Consumers, meanwhile, have adapted to the industry as well, avoiding as much as possible the thing they hate the most: fees. Fees have risen for the 15th straight year, noted Claes Fornell, ACSI founder and chairman — but this year there haven’t been any repercussions.
“In part, this is because a fair number of consumers are changing their behavior to avoid the fees by exclusively using their own bank’s ATMs and maintaining sufficiently large account balances,” he said.
Compare and Contrast
Of course, not all fees are equal, and not all banks are equally accommodating in allowing their customers to escape them. That observation could account for the finding in a separate survey on financial institutions by ForeSee.
It’s not an apples-to-apples comparison — ForeSee looked a wide range of institutions, including credit card providers and foreign banks, with a focus on the top brands. Nevertheless, it found that the financial services category has a large, 17-point gap separating the highest- and lowest-scoring brands and has the lowest aggregate score, with a 75.

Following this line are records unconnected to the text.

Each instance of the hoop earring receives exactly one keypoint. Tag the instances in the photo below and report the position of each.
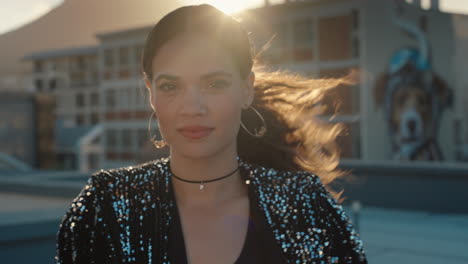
(263, 129)
(157, 143)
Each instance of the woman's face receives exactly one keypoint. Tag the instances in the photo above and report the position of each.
(198, 95)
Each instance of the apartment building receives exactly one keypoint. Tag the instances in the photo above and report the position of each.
(100, 88)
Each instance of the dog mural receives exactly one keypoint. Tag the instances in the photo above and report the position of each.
(414, 98)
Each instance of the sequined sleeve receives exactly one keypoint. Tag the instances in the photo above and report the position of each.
(81, 232)
(341, 243)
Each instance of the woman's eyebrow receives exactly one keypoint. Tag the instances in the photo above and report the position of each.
(204, 76)
(216, 73)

That said, the satisfaction level is pretty good in financial services, at least, Larry Freed, CEO of ForeSee, told CRM Buyer.

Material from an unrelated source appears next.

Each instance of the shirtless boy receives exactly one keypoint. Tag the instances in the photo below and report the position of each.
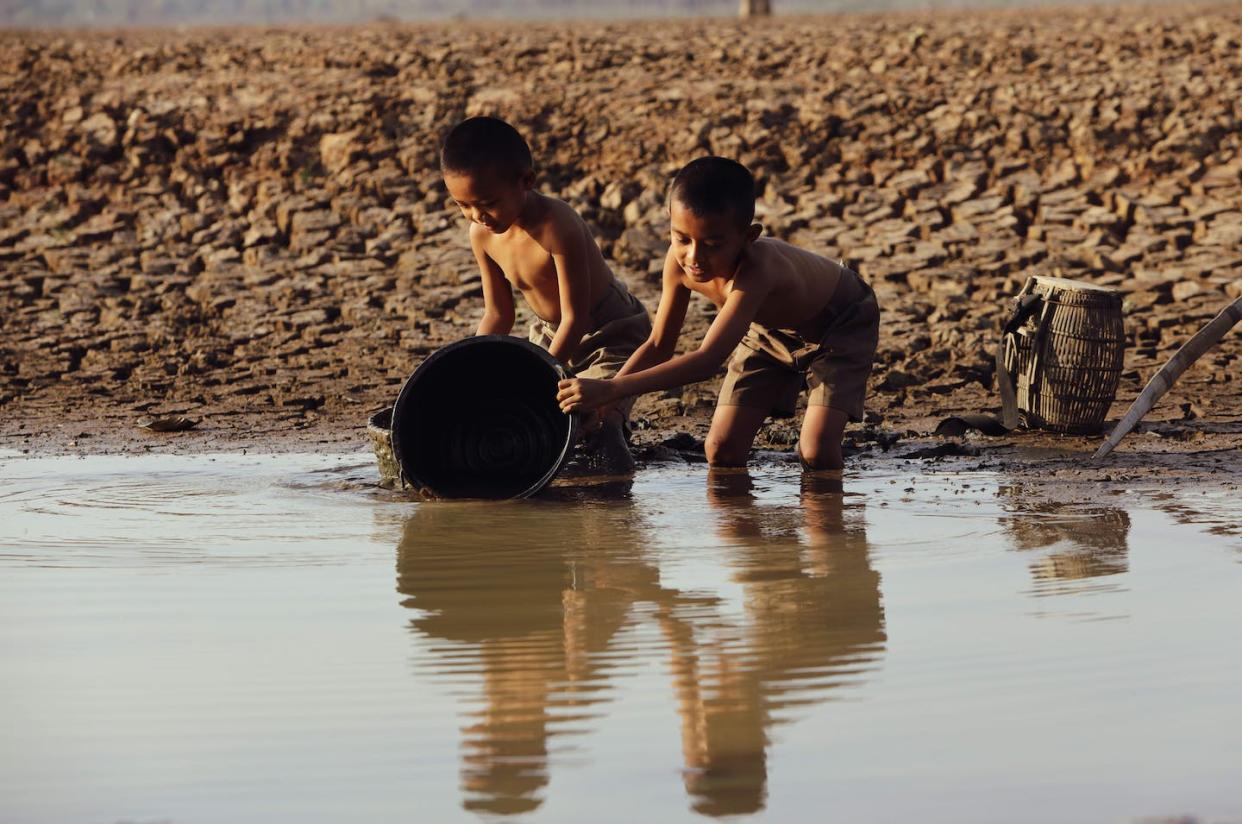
(539, 245)
(788, 316)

That is important to banks because companies that score better in satisfaction have customers who are more loyal, willing to purchase more financial services and products, and likely to recommend the brand to family, friends and colleagues.
Here is the kicker, though: Pricing was tantamount to that satisfaction, Freed said. Service followed, and then product range.
“The takeaway is that customer service is critical for banks,” he concluded, “but in order to improve their standing with customers, they will have to focus on pricing as well.”